Wir haben als Gesellschaft, ja als Nation wirklich darum gekämpft, zu verhindern, dass Autos Menschen anfahren und töten, die sich zu Fuß fortbewegen. Man könnte ehrlich denken, dass die Pandemie – mit weniger Autos, die herumfahren, weil wir nirgendwo hingehen konnten – die Zahl der Fußgängertoten gesenkt hätte. Das war nicht der Fall. Tatsächlich führten weite, offene Straßen ohne Verkehr und die Notwendigkeit, während der Fahrt mit irgendetwas in Kontakt zu treten (Menschen am Telefon), zu einem Anstieg, der sogar ein Rekordniveau erreichte. Die gute Nachricht ist, dass sich der Trend geändert hat und die Zahl der Verkehrstoten rückläufig ist. Aber es handelt sich nicht um eine spezielle Implementierung einer Autosicherheitstechnologie oder um die halbherzige Lösung des „defensiven Gehens“ der National Highway Traffic Safety Administration. Nein. Es geht einfach darum, dass das, was steigt, auch wieder sinken muss, und die lächerlichen Zahlen der Pandemie sind endlich zurückgegangen.

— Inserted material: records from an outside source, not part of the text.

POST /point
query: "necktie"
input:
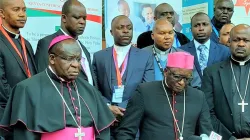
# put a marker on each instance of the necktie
(83, 65)
(203, 57)
(148, 27)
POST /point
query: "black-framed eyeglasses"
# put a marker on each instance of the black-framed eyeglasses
(178, 78)
(69, 58)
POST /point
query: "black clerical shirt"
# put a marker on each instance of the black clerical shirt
(241, 119)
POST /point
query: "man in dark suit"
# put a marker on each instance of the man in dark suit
(73, 22)
(119, 69)
(17, 57)
(226, 86)
(205, 51)
(168, 109)
(163, 36)
(162, 10)
(223, 13)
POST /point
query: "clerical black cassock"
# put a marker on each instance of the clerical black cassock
(149, 110)
(241, 119)
(37, 111)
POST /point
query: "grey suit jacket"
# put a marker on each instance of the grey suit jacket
(140, 69)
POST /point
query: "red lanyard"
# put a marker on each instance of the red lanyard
(119, 73)
(17, 51)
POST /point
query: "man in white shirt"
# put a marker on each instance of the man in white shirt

Gehen wir zurück ins Jahr 2020, als die ganze Welt an einer gefühlten Science-Fiction-Handlung teilnahm und entweder in unseren Häusern eingesperrt war oder dem Tod ins Auge sah, hatten wir mehrere Möglichkeiten, uns „sicher“ aus dem Haus zu befreien. Die Leute gingen mehr zu Fuß oder fuhren Fahrrad. Auch der Verkauf von Motorrädern stieg als Inbegriff des Eskapismus. Aber die nahezu apokalyptisch leeren Straßen luden Autofahrer auch dazu ein, Dinge auszuprobieren, die sie bei normalen Verkehrsströmen niemals tun könnten. Ja, es waren mehr Menschen zu Fuß unterwegs, aber auch das rücksichtslose Verhalten in Fahrzeugen nahm zu, obwohl die Zahl der Fahrzeuge auf der Straße zurückging, und es kostete Menschenleben.
Mehr Autos auf der Straße bedeuten vorerst weniger Todesfälle
Von der Governors Highway Safety Association gesammelte und Ende März veröffentlichte Zahlen zeigten einen Rückgang der tödlichen Fußgängertoten von 2024 bis 2025 um 11 Prozent – von 3.395 auf 3.024 Todesfälle. Dies fällt noch deutlicher auf, wenn man die Zahlen des Jahres 2025 mit dem Jahr 2022 vergleicht, in dem die höchste pandemiebedingte Todesrate lag, nämlich 3.526 Todesfälle.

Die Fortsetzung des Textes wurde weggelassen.